La psicologa e psicoterapeuta Cinzia Baccaglini
4) Nelle sue relazioni, lei parla spesso anche delle famiglie, dei nonni, dei fratelli, di questi bambini che lei, giustamente, definisce “concepiti uccisi”. Quando la famiglia è a conoscenza dell’aborto come reagisce?
È difficile dare una descrizione univoca perché la reazione all’evento aborto è differente da persona a persona e da famiglia a famiglia. Anche sulla conoscenza ci sarebbe da dire molto. C’è chi sa, chi sa e fa finta di non sapere, chi non sa ma intuisce e chi conosce tutto ma non ha il coraggio di parlare. Per cui dovrò dare una descrizione generale. Noi tutti pensiamo all’aborto come a un fatto privato, una decisione che la donna assume in prima persona su di sé, e si delega l’uomo in una posizione marginale nel processo decisionale, comunque non determinante (Dogliotti, 1995).

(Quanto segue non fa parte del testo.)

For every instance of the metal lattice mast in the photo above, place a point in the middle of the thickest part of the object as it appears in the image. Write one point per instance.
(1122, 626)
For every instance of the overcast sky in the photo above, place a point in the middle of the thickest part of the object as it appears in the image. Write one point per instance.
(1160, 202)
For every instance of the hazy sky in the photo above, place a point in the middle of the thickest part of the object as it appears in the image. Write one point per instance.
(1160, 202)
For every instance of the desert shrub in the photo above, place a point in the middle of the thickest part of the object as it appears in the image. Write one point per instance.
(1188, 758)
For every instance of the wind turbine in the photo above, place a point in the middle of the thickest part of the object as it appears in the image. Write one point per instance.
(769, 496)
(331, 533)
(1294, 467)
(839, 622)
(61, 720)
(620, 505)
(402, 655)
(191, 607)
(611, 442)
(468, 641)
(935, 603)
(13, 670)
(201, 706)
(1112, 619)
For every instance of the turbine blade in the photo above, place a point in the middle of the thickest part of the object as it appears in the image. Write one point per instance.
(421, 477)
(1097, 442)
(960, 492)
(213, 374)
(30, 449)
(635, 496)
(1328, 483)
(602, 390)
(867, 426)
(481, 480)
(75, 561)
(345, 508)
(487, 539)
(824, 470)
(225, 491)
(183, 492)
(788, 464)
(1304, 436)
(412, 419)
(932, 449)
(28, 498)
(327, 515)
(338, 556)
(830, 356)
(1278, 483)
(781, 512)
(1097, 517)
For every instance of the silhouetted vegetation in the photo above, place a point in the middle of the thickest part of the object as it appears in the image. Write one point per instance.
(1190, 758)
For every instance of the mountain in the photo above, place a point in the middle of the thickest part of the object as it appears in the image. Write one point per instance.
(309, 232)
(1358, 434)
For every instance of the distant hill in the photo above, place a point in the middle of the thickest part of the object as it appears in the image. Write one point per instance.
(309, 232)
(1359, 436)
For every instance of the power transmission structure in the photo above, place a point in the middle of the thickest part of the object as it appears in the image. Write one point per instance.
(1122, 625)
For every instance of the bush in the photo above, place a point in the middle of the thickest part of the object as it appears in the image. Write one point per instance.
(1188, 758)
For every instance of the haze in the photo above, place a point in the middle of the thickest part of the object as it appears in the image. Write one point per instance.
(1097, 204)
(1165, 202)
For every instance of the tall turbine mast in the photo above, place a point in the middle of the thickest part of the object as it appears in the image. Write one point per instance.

Molte delle decisioni vengono prese senza che il partner sappia o con un suo atteggiamento pilatesco, ma per il vissuto del padre non è indifferente se è stato coinvolto o no, cioè se ha dovuto cedere alla decisione della sua compagna. Il sentimento dominante sarà quello di una profonda impotenza di fronte alla decisione della madre. Questo causerà frizioni intollerabili nella loro vita di coppia, portandoli spesso ad una separazione. E anche un senso di colpevolezza per non aver potuto impedire l’aborto. E, da ultimo, un senso di perdita di responsabilità, perché comunque il ‘padre’ non ha più niente da dire nel campo del concepimento e della salvaguardia del bimbo prima della nascita. Se l’aborto viene fatto alla presenza delle difficoltà a rendersi coppia relazionalmente ed emotivamente, se questa decisione intacca il ‘narcisismo di coppia’, se dopo l’aborto la mamma si chiude a riccio rivendicando attraverso l’isolamento l’essere stata costretta perché non aiutata o al contrario affermando che era solo affare suo aumentano esponenzialmente questi sentimenti. Un aspetto molto importante è se il padre si vive come maschio che trasmette il cognome, che porta avanti la generazione, se sente il ruolo del figlio come trasmettitore familiare che non ha potuto realizzare, qui spesso accade l’implosione della famiglia. Quando si parla di sofferenza postabortiva spesso si parla solo delle donne e a questi uomini chi ci pensa?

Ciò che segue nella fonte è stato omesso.